Security Gaffes in the White House Cause Intelligence Expert Grave Concern
(Spectrum | May 22, 2017) This is a special edition of SPECTRUM featuring intelligence expert, David Crane. The way President Trump is dismissive of “intelligence briefings” and makes disclosure decisions without prior consultation with intelligence experts causes grave concern to a long time security veteran.
Recently, the news has focused on security gaffes in the White House. Some reports have said that President Trump gave the Russians intelligence information that was classified at the highest level of secrecy.
It is reported, by Trump’s National Security Advisor, that he made the decision to do so “on-the-spot” without any prior consultation with his security team.
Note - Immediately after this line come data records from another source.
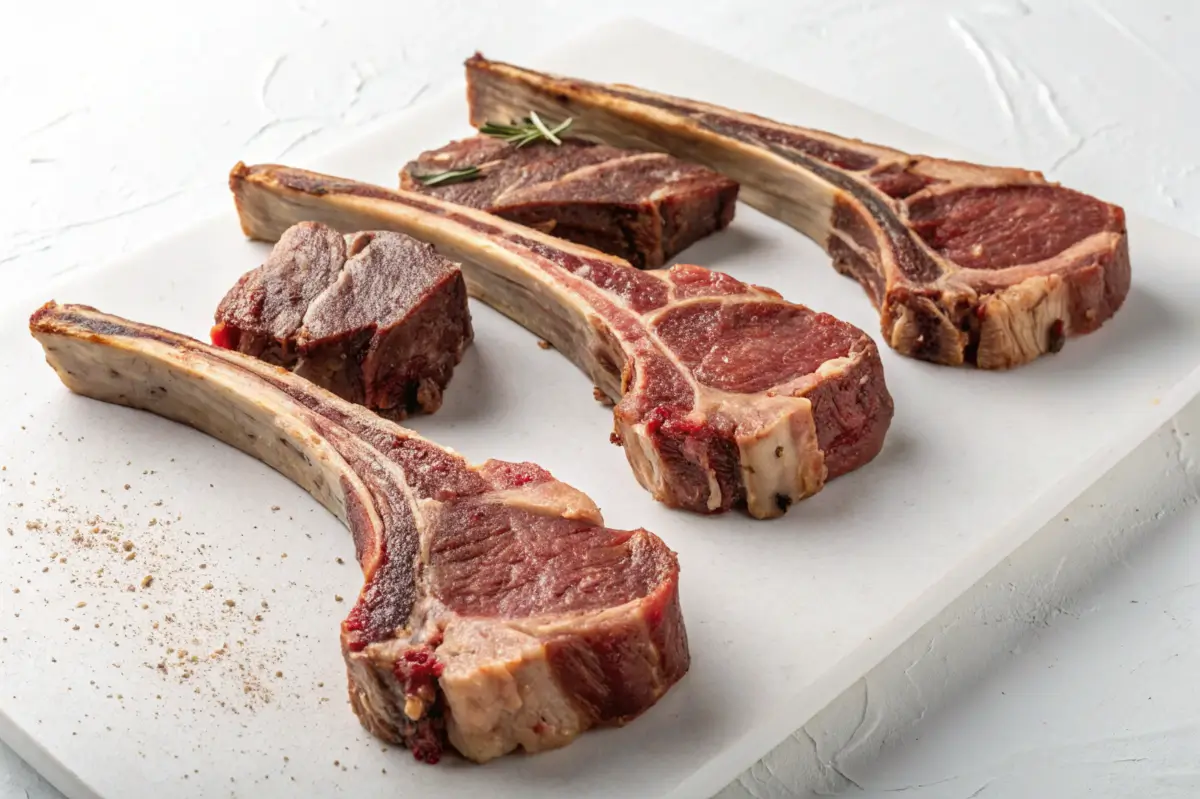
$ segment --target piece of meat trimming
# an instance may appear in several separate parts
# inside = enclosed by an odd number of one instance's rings
[[[426,185],[424,176],[477,168],[474,179]],[[621,150],[575,138],[518,147],[475,136],[421,153],[400,188],[469,205],[639,269],[662,266],[729,225],[738,185],[665,153]]]
[[[471,122],[530,111],[669,152],[741,184],[862,284],[898,352],[1003,369],[1090,333],[1129,291],[1118,206],[1023,169],[912,155],[707,103],[547,75],[476,54]]]
[[[562,746],[687,671],[675,554],[544,469],[471,466],[286,370],[87,306],[47,303],[30,331],[72,391],[220,439],[349,527],[350,702],[418,759]]]
[[[289,228],[217,307],[216,346],[392,419],[433,413],[471,342],[458,265],[400,233]]]
[[[274,165],[230,175],[243,231],[387,229],[463,264],[467,288],[616,403],[614,442],[657,499],[782,514],[870,461],[892,418],[861,330],[719,272],[627,262],[464,206]]]

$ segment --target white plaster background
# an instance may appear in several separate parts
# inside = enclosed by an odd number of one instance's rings
[[[630,15],[1200,234],[1190,0],[44,0],[10,4],[0,26],[0,274],[22,286],[109,261],[222,209],[239,158],[303,163],[457,85],[475,49],[520,60]],[[1180,440],[1139,451],[1161,448],[1170,467],[1140,495],[1120,479],[1097,489],[1110,526],[1178,529],[1062,606],[1074,610],[1009,620],[1036,633],[881,757],[878,742],[860,745],[859,770],[826,771],[816,789],[1200,795],[1200,707],[1186,701],[1200,583],[1187,520],[1200,516],[1186,509],[1187,459],[1170,451]],[[1073,670],[1086,679],[1047,677]],[[922,718],[940,699],[906,701]],[[807,795],[789,760],[779,750],[727,793]],[[0,745],[0,799],[26,796],[56,794]]]

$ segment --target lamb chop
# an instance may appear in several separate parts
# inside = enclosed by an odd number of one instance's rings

His National Security Advisor H.R. McMaster said at a press briefing that before making the disclosures, the President did not know the source of the information or from where the information came.
Although McMaster claims the President’s disclosures to the Russians were “wholly appropriate,” many experts question the wisdom of such spur-of-the moment Presidential decisions to share highly secretive information without consulting with the security team first.
To understand exactly what happened and what the “intelligence terminology” we hear means, we’ve called in an expert — David Crane.
Crane spent over three decades in top-level Intelligence work for the government. He helped create and was the founding director of the Office of Intelligence Review in the Department of Defense. He is an international law specialist and has acted as a prosecutor of war crimes for the United Nations.
Crane is very concerned about how this Administration is handling intelligence and what the dire ramifications could be. He is troubled by the President’s seemingly casual attitude about “intelligence” and his dismissive policies toward “briefings” by veteran intelligence officers. He also describes how the President’s mishandling of critical information can put other countries and individuals in jeopardy as well as the United States.